ORLANDO (FRONTLINE MEDICAL NEWS)Talk about a paradox: high body mass index is a known risk factor for renal cell carcinoma, but previous studies have shown that patients with high BMI who develop localized RCC generally present with lower grade disease and have better outcomes than normal-weight patients.

Now, investigators confirm that overweight or obese patients with metastatic renal cell carcinoma (mRCC) also tend to have a better prognosis than their leaner counterparts when treated with targeted therapies.

“We externally validate that BMI impacts the outcome of patients with metastatic kidney cancer treated with targeted therapy in terms of overall survival (OS), progression-free survival, and overall response rates,” said Dr. Laurence Albiges, a visiting scientist in the Kidney Cancer Center at the Dana-Farber/Brigham and Women’s Cancer Center, Boston.

Although the mechanism for a protective effect of excess weight is not clear, there is some evidence to suggest that fatty acid metabolism in mRCC may play a role, she said at the 2015 Genitourinary Cancers Symposium sponsored by the American Society of Clinical Oncology.

In tissues samples from The Cancer Genome Atlas (TCGA, a joint repository of the National Cancer Institute and National Human Genome Research Institute), expression of FASN, a gene that encodes for fatty acid synthase, was associated with overall survival (OS), but in other samples FASN expression was not an independent prognostic factor for OS, she said.

Investigate and verify

To clarify the role of BMI in mRCC, Dr. Albiges and colleagues looked at data from clinical trials, specimens from the International Metastatic Renal Cell Carcinoma Database Consortium (IMDC), and biologic data from the TCGA.
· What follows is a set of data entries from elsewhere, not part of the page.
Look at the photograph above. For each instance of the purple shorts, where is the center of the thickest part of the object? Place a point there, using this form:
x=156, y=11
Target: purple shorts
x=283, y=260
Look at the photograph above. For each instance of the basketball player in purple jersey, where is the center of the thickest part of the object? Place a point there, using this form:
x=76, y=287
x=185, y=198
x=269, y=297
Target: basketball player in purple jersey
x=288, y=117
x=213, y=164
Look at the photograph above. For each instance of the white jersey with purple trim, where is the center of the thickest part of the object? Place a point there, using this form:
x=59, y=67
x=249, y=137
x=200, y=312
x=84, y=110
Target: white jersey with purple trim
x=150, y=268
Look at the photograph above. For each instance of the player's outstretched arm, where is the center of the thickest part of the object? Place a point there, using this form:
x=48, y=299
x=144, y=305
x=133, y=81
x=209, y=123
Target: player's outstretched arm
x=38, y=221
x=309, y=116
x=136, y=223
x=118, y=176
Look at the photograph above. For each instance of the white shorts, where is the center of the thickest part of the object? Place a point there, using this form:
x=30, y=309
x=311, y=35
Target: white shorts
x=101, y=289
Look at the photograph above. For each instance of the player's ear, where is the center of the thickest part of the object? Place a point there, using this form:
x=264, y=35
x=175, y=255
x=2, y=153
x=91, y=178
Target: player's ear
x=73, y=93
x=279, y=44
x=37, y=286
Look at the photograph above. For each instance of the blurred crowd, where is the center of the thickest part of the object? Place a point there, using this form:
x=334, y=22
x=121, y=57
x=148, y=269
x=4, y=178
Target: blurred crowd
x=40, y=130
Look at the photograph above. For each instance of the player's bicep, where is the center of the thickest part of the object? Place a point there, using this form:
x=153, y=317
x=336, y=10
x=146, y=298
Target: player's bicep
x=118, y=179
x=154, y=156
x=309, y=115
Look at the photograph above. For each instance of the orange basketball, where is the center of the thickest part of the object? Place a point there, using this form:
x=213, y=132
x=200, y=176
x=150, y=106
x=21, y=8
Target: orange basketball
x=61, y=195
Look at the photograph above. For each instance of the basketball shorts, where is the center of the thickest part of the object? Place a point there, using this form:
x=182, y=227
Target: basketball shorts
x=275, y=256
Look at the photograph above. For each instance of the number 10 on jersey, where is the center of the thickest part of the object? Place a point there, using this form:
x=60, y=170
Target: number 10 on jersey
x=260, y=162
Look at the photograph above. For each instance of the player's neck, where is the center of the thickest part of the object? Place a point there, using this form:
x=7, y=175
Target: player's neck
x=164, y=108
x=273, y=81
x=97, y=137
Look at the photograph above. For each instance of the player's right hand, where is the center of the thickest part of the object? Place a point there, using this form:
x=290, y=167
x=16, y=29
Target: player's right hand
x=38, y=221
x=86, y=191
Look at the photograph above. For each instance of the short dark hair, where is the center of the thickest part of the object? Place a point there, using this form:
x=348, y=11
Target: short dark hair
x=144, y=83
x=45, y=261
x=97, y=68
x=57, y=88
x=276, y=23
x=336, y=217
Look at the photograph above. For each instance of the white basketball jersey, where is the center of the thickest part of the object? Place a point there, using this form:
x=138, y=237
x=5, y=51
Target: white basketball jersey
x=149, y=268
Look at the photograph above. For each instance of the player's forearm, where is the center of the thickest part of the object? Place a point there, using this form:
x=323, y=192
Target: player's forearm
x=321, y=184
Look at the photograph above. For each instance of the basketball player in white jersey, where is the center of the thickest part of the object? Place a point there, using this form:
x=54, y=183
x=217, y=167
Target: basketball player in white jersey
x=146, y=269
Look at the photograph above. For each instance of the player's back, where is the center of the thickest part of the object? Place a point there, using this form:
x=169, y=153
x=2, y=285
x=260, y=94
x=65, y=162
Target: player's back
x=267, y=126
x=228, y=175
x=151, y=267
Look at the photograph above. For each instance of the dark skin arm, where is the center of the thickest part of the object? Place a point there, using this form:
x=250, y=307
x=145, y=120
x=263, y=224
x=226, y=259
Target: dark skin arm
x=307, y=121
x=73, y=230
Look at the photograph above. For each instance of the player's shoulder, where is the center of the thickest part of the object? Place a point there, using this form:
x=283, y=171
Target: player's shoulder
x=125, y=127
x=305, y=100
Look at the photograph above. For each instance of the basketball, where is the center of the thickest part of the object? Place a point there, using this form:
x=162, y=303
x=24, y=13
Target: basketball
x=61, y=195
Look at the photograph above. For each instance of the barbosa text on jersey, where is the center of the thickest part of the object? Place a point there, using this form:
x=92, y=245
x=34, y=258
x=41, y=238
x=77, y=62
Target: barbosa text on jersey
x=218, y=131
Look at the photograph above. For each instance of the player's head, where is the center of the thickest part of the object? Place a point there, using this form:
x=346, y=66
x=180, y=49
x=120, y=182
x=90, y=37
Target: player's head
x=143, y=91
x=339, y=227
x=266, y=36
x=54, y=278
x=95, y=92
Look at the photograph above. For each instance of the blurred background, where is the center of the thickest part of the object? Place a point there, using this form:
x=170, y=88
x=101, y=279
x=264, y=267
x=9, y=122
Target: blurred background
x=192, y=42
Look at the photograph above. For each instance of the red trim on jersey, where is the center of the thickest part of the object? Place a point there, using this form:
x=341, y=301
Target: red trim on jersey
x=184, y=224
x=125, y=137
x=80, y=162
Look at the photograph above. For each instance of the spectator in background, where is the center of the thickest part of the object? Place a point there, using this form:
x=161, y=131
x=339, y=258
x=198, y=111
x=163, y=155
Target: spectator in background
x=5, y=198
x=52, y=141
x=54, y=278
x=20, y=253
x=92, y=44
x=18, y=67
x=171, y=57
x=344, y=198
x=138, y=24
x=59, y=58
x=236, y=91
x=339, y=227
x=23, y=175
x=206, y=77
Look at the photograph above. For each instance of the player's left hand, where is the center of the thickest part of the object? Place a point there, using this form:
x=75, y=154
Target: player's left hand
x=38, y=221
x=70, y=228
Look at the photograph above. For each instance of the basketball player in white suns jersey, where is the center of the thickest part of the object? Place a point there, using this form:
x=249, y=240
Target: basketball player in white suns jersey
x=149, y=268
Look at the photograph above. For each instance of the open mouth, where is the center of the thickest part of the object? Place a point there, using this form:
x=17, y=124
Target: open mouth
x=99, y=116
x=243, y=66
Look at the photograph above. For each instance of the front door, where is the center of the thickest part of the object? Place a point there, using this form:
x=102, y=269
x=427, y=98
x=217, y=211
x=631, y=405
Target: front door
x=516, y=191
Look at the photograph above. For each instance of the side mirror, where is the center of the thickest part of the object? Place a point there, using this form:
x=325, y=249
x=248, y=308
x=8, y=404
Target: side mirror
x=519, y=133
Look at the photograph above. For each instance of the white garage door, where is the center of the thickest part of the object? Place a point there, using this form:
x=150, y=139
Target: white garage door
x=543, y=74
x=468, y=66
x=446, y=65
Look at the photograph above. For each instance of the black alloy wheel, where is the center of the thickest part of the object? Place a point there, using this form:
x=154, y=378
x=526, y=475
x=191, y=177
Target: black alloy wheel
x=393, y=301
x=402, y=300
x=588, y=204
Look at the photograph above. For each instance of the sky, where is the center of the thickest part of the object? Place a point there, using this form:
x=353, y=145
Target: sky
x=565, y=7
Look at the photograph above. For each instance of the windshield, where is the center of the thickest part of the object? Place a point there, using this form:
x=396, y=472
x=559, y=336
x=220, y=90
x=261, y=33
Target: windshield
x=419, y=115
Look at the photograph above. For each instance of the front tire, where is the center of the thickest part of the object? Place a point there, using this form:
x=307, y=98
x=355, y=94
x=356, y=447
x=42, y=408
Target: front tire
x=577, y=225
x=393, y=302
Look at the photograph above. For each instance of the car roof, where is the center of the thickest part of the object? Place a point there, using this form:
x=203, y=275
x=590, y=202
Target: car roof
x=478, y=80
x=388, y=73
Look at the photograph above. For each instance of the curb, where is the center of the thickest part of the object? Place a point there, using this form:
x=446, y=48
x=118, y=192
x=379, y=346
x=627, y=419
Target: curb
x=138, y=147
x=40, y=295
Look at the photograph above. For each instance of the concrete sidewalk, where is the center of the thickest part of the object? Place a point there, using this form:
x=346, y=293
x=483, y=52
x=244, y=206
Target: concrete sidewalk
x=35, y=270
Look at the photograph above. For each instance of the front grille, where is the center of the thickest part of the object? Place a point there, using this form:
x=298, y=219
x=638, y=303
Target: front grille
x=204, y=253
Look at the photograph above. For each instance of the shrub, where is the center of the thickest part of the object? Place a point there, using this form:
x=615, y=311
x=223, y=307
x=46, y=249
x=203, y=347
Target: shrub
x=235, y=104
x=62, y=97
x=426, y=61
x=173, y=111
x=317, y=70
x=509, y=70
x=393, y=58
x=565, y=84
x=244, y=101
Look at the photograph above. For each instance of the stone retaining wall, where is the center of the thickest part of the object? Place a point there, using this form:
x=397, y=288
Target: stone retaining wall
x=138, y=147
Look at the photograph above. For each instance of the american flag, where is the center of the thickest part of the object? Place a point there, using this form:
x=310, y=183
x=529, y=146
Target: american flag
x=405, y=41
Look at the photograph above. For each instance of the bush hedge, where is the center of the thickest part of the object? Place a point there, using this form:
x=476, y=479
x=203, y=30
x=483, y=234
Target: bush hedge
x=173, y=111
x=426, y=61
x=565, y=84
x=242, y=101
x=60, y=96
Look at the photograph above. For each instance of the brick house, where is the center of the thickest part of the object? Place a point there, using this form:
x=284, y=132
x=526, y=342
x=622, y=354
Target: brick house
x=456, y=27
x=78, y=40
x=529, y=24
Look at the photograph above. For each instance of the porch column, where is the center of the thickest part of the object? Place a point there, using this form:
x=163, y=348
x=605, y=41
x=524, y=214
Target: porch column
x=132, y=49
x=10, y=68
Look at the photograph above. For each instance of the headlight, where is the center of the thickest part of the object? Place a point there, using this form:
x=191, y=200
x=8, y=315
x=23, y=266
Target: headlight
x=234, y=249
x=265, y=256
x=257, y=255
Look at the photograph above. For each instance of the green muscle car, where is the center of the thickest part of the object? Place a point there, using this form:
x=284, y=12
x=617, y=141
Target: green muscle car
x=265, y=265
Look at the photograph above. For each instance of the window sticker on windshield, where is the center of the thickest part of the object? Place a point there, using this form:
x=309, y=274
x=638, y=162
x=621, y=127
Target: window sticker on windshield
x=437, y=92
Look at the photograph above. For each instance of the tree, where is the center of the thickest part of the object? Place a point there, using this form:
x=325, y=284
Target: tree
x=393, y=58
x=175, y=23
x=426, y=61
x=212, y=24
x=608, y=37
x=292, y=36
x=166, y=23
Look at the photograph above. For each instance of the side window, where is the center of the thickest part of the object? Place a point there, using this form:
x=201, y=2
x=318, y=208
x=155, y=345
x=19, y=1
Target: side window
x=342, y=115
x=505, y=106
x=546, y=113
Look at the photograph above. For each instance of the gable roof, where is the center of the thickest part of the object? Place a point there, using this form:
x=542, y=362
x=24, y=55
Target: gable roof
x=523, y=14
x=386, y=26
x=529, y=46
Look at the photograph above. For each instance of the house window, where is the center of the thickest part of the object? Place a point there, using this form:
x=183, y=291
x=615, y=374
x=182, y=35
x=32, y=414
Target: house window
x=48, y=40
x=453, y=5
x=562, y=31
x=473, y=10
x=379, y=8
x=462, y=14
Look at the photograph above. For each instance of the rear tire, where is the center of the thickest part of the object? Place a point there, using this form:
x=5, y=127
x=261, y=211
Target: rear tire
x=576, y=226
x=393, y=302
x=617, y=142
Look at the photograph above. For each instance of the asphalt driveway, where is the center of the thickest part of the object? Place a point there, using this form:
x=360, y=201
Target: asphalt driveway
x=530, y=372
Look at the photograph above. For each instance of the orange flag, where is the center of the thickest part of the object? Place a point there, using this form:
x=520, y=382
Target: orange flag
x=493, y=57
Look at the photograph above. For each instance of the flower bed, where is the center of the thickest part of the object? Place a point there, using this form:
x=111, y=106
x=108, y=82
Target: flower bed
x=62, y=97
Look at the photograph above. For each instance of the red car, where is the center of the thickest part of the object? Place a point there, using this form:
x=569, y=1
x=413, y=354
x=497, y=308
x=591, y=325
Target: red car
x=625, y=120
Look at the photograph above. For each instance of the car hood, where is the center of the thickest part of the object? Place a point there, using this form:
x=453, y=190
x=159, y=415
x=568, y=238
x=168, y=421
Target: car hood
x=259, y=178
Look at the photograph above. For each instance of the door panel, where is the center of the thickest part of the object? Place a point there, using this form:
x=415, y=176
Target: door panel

As the group reported at the 2014 ASCO annual meeting ( Abstract 4576 ), they first looked at the effect of low BMI (< 25 kg/m2) vs. high BMI (≥ 25) in 1,975 patients with mRCC in clinical trials, and found that after adjustment for IMDC prognosis groups, higher BMI was associated with better OS (median 25.6 months vs. 17.1 months; hazard ratio, 0.84; P = .0079) and longer time to treatment failure (median 8.1 vs. 5.7 months; HR, 0.86; P = .0067).

They then, in collaboration with Pfizer Oncology, conducted an external validation study using data on 4,657 patients with mRCC treated in phase II-III clinical trials from 2003 through 2013.

After adjustment for various risk factors, they found again that BMI of 25 or greater was associated with better outcomes in terms of overall survival (23.4 vs. 14.5 months; HR, 0.830; P = .0008), progression free survival (8.2 vs. 5.5 months; HR, 0.821; P < .0001), and overall response rate (25.3% vs. 17.6; adjusted odds ratio, 1.527; P < .0001).

Dr. Albiges noted that when patients were stratified by histologic subtype, “the favorable outcome associated with high BMI was only observed in clear cell RCC.”

The investigators next looked at information from the TCGA dataset on patients with metastatic clear cell RCC to see whether there was correlation between BMI and survival and between BMI and FASN expression. Although they did not detect a significant survival advantage for higher BMI in this cohort, they did find that higher BMI was significantly associated with lower FASN expression levels (P = .034), and that FASN expression below the median level was associated with better overall survival (P = .002).

Finally, they examined biospecimens from the IMDC dataset with information about outcomes under targeted therapy. Here, they found that FASN staining was associated with prognosis groups, but was not an independent prognostic factor for OS in multivariable analysis.

“BMI, however, is associated with overall survival independently of FASN,” Dr. Albiges said.

Although the mechanisms for the effect of BMI on survival are not clear, the study supports observations that many oncologists have made in clinic, said Dr. Ulka Vaishampayan, chair of genitourinary oncology at the Karmanos Cancer Institute at Wayne State University in Detroit.

“There is obviously, I think, a clinical gestalt­ that we all have, that people who are not losing a lot of weight are in general doing better across a number of malignancies,” she said. Dr. Vaishampayan was the invited discussant.